Understanding budgets and finances?

LOL - not when "I'll bring and keep jobs here; I'll work to reduce legislation; I'll cut your taxes; I'll..... yada, yada, yada, yap, yap, etc. play so well.

Government never gets smaller; leaner; smarter; or less bothersome -

The curent Bottom Line, sadly is not the real bottom line: We cannot spend our way out of the mess we spent our way into.

Anonymous said...

First off, to PIV. I didn't mean to find fault with your numbers. I was just meaning to say that the problem grows by the minute. I don't believe the amounts we read about today are even close to the reality of what we will face in coming months.

As far as the AG and his efforts. GREAT JOB. This really isn't a donkey/elephant thing at this point, although some people deserve more credit (Gov) and blame (Shelly) than others. I wholeheartedly support what Cuomo has done, although this is just the tip of the iceberg. School districts have been wallowing in money for years now. It's not surprising they lead the way in "losing" money.

And what did Danny say, "WE CANNOT SPEND OUR WAY OUT OF THE MESS WE HAVE SPENT OUR WAY IN TO"....

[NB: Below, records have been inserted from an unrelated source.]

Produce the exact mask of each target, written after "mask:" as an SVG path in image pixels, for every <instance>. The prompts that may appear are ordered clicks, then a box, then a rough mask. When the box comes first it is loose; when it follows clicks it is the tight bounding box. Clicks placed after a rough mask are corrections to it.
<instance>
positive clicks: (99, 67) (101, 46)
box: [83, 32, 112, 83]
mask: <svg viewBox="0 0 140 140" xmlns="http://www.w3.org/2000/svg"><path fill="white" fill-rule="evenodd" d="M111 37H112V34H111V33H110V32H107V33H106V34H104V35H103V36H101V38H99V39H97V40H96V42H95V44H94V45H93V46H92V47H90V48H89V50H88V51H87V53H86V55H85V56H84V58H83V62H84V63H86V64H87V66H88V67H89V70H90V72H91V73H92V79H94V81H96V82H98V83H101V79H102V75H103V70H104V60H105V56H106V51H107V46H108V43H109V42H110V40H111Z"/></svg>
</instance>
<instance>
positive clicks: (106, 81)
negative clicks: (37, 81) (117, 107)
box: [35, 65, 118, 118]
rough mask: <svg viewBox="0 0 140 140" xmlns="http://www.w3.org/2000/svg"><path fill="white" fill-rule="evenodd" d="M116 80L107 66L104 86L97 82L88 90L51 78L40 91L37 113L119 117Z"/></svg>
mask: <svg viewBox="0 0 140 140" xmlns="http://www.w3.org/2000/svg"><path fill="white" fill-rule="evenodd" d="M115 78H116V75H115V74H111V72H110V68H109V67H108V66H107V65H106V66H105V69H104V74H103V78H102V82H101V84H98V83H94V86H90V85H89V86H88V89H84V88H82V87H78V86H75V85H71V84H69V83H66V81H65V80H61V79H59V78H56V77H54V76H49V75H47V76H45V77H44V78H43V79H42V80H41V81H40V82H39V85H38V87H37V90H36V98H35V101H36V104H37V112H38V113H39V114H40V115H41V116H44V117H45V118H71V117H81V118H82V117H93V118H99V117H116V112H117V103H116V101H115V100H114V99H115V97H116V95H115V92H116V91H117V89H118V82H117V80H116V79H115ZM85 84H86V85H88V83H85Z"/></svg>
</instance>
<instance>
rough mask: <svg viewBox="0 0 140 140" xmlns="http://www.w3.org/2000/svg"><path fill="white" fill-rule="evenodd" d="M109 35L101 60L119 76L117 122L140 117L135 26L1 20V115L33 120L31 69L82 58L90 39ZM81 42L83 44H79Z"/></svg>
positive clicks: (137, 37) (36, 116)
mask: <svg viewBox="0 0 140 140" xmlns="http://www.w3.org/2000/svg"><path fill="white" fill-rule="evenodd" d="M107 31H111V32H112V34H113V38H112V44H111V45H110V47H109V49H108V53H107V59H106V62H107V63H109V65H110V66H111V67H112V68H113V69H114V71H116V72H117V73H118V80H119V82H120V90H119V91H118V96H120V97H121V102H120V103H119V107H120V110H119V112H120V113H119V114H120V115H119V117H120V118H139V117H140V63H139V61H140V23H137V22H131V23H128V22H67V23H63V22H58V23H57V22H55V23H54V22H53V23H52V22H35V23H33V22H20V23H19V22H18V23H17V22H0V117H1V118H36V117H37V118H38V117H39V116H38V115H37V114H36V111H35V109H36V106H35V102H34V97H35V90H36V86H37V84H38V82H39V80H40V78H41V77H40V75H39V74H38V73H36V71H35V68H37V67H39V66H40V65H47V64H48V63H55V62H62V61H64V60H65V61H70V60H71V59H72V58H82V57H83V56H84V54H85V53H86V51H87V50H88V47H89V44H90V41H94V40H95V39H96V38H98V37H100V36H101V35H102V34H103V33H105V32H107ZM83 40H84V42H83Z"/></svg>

Perfect. I agree Danny. But why is it both parties are now ready to do another "stimulus" package? Here we go again.

Anonymous said...

First off, to PIV. I didn't mean to find fault with your numbers. I was just meaning to say that the problem grows by the minute. I don't believe the amounts we read about today are even close to the reality of what we will face in coming months.

As far as the AG and his efforts. GREAT JOB. This really isn't a donkey/elephant thing at this point, although some people deserve more credit (Gov) and blame (Shelly) than others. I wholeheartedly support what Cuomo has done, although this is just the tip of the iceberg. School districts have been wallowing in money for years now. It's not surprising they lead the way in "losing" money.

And what did Danny say, "WE CANNOT SPEND OUR WAY OUT OF THE MESS WE HAVE SPENT OUR WAY IN TO"....

Perfect. I agree Danny. But why is it both parties are now ready to do another "stimulus" package? Here we go again.